Today, two centuries after its foundation, some of its former glory has been restored. At the College, boys are given a broad and balanced education, adapted to meet the changing needs of the twenty first century. The broad curriculum includes a wide variety of academic subjects as well as music and sports. Public examinations, accredited by British examination boards are presently offered at GCSE/ O-Level and A-Level.

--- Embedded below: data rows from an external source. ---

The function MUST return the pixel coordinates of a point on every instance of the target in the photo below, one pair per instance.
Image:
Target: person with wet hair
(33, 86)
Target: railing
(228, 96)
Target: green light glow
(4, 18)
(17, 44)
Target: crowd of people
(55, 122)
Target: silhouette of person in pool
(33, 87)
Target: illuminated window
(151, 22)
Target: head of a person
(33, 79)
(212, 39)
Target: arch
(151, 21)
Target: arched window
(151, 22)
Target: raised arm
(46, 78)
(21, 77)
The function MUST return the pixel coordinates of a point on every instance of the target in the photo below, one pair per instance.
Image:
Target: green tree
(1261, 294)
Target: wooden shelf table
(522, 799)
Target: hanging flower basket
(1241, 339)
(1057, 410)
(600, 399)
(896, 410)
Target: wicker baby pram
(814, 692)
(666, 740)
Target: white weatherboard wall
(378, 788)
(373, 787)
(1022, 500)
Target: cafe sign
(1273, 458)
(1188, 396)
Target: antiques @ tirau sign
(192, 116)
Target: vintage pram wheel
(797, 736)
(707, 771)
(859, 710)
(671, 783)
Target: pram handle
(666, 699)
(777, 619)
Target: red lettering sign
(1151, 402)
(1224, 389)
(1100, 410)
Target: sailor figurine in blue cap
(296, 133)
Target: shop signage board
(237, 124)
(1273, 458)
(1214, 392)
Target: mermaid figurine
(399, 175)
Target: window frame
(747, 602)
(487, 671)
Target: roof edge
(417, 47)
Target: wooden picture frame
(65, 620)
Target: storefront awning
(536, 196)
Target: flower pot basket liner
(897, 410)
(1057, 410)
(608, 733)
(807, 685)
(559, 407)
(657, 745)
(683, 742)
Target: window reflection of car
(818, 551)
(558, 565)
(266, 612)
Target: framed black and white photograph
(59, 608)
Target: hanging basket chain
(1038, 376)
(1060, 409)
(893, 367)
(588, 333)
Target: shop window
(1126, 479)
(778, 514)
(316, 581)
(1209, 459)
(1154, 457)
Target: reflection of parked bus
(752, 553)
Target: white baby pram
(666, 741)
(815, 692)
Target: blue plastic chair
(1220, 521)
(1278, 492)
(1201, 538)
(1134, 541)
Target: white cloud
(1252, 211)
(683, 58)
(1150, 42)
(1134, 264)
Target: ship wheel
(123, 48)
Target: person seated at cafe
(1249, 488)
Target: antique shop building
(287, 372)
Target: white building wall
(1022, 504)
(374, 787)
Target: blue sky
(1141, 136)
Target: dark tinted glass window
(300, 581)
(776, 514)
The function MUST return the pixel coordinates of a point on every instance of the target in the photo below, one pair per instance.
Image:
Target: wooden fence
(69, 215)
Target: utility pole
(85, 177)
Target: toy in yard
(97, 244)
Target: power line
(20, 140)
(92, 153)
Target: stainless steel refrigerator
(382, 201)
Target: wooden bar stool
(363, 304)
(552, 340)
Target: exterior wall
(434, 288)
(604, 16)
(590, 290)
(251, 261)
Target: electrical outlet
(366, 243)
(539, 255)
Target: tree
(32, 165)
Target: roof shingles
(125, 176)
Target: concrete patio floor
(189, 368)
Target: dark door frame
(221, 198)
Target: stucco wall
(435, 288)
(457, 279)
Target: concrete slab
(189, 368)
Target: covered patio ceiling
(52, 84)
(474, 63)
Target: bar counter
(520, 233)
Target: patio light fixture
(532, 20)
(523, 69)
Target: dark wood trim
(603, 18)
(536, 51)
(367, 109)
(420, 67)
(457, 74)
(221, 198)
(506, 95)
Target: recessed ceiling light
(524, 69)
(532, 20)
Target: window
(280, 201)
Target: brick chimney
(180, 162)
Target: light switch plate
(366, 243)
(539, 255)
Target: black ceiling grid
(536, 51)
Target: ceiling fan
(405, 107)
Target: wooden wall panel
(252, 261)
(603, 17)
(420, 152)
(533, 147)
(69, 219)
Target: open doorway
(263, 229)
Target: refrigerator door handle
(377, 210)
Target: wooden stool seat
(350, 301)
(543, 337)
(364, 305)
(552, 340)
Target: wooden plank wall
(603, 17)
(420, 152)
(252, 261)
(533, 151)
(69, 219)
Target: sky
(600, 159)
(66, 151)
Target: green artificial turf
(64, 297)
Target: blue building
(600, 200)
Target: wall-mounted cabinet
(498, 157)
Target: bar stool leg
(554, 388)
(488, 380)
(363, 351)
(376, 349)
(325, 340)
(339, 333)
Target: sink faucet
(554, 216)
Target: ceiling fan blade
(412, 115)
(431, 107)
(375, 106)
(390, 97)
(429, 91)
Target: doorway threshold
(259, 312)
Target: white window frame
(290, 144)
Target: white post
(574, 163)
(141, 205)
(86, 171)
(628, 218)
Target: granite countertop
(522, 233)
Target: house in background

Academic excellence is a priority. Mornings and evenings are devoted to the rigours of academic work, whilst afternoons are given over to the less academically demanding areas of the curriculum. Students benefit from a good library, well equipped science laboratory, good facilities for the use of computers, a large theatre for musical concerts and plays, tennis and basketball courts and playing fields. Teaching is typically in groups of five or six, with a limit of fifteen per class. Encouraged to give their best in all situations, students learn independence and self-confidence. The students are happy and well-balanced. Teachers are enthusiastic and have a good relationship with the children.
At the centre of the school is the neo-gothic Chapel with its magnificent organ, designed by one of France’s great organ builders of the Romantic Movement, Louis Debierre (1842-1920). The instrument has just been granted historic monument status. It is here in the chapel that the boys assemble, in uniform, each day to assist at daily mass. Mass, usually in Latin, is celebrated by the colege’s full-time chaplain, British priest Father Mark Lawler of the Diocese of Leeds.
Prayer, in the spirit of fidelity to the Catholic Church, underpins daily life at Chavagnes International College. “Sadly” says its Principal, “many of the best schools in academic terms, fail to impart a real Christian vision to their pupils”. His hope is that boys will take with them when they move on from Chavagnes “a real knowledge and love of Christ and the Church and a profound appreciation of Christian culture”.